Titulaire lors des cinq matches de la Coupe du monde, terminée en quarts de finale, le Racingman profite également des absences de Thibaud Flament (pied), Emmanuel Meafou (genou) ou Romain Taofifenua (jambe) ou de l'inexpérience du colosse Posolo Tuilagi (19 ans, 1 sél.), remplaçant contre le XV du Chardon.

"Cameron Woki n'est pas sorti du groupe, il était finisseur contre l'Irlande. On avait besoin d'un groupe qui finissait fort les trente dernières minutes. Il n'a pas pu, les faits sont là", a rappelé le sélectionneur Fabien Galthié.

"Le leadership sur la touche est partagé entre Charles (Ollivon, NDLR) et Cameron", a-t-il ajouté.

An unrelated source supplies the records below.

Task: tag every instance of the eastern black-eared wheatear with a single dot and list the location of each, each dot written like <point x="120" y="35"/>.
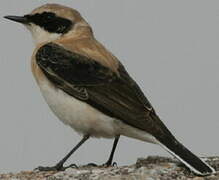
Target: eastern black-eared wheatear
<point x="89" y="89"/>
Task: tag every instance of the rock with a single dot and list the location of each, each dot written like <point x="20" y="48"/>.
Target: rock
<point x="151" y="168"/>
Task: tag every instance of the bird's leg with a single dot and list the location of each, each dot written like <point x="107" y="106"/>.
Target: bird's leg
<point x="109" y="162"/>
<point x="59" y="166"/>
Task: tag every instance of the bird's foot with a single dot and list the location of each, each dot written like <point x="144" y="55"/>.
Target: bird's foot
<point x="58" y="167"/>
<point x="110" y="164"/>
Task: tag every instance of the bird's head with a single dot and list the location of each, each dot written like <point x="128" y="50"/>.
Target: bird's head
<point x="52" y="21"/>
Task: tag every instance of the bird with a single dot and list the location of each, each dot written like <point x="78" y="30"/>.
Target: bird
<point x="90" y="90"/>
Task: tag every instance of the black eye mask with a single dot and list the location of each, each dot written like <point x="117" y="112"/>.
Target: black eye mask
<point x="50" y="22"/>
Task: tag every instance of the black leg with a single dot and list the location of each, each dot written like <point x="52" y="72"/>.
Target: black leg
<point x="109" y="162"/>
<point x="59" y="165"/>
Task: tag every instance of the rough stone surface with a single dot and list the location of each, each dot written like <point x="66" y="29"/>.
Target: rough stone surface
<point x="151" y="168"/>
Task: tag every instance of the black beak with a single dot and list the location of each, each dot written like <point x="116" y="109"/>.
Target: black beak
<point x="20" y="19"/>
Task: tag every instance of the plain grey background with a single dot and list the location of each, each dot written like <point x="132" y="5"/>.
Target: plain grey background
<point x="170" y="48"/>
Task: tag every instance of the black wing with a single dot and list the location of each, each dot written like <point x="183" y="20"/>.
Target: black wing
<point x="115" y="95"/>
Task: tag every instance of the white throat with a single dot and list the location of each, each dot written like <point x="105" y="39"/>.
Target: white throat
<point x="40" y="35"/>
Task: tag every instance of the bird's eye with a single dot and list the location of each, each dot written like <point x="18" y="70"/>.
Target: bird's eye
<point x="50" y="15"/>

Bielle-Biarrey, lui, a explosé sur la scène internationale lors de la préparation au Mondial-2023. Il avait cédé sa place à son coéquipier à Bordeaux-Bègles Yoram Moefana, habituel centre, le temps du match contre l'Irlande (38-17).

"Louis est un joueur qui apporte de la vitesse, il a un autre profil que Yoram. Il a l'habitude de jouer à l'aile et couvre aussi le poste d'arrière alors que Thomas Ramos couvre le poste d'ouvreur", a encore détaillé Galthié.

- Première pour Roumat ? -

"Yoram, lui, couvre quatre postes et on imagine que, dans un stade où les dimensions sont les plus grandes d'Europe, on aura besoin d'un apport de vitesse supplémentaire, que ce soit à l'aile ou au centre", a encore affirmé l'ancien demi de mêlée.

Pour le reste, malgré sa performance mièvre devant l'Irlande, la charnière 100% made in Bordeaux-Bègles, formée par Maxime Lucu à la mêlée et Matthieu Jalibert à l'ouverture, est reconduite.

Le capitaine Grégory Alldritt, le troisième ligne Charles Ollivon, l'ailier Damian Penaud, le centre Gaël Fickou, le pilier Uini Atonio ou encore le talonneur Peato Mauvaka conservent également leurs places dans le XV de départ.

"Qui dit joueur qui entre dit joueur qui sort. Ce n'est pas notre projet. Notre projet, c'est le groupe, c'est la solidarité. Dans les grands moments, comme dans la difficulté. On a performé en groupe, on a perdu en groupe. L'idée, c'est de garder cette ossature et de donner, bien sûr, de la place à des jeunes joueurs dans le coaching notamment", a justifié Galthié.

Les 23 joueurs sur la feuille de match affichent 27 ans et 28 sélections de moyenne.

Le banc est organisé en 6-2, avec six avants et deux arrières, que sont Nolann Le Garrec et Yoram Moefana.

Le troisième ligne de Toulouse Alexandre Roumat (26 ans), fils de la légende Olivier Roumat (62 sélections entre 1989 et 1996), prend place parmi les remplaçants et pourrait connaître sa première cape.

Une semaine après leur lourd revers contre l'Irlande, les Bleus vont tenter de retrouver des couleurs samedi (15h15) à Edimbourg, où ils restent sur un revers 25-21, en match de préparation à la Coupe du monde 2023.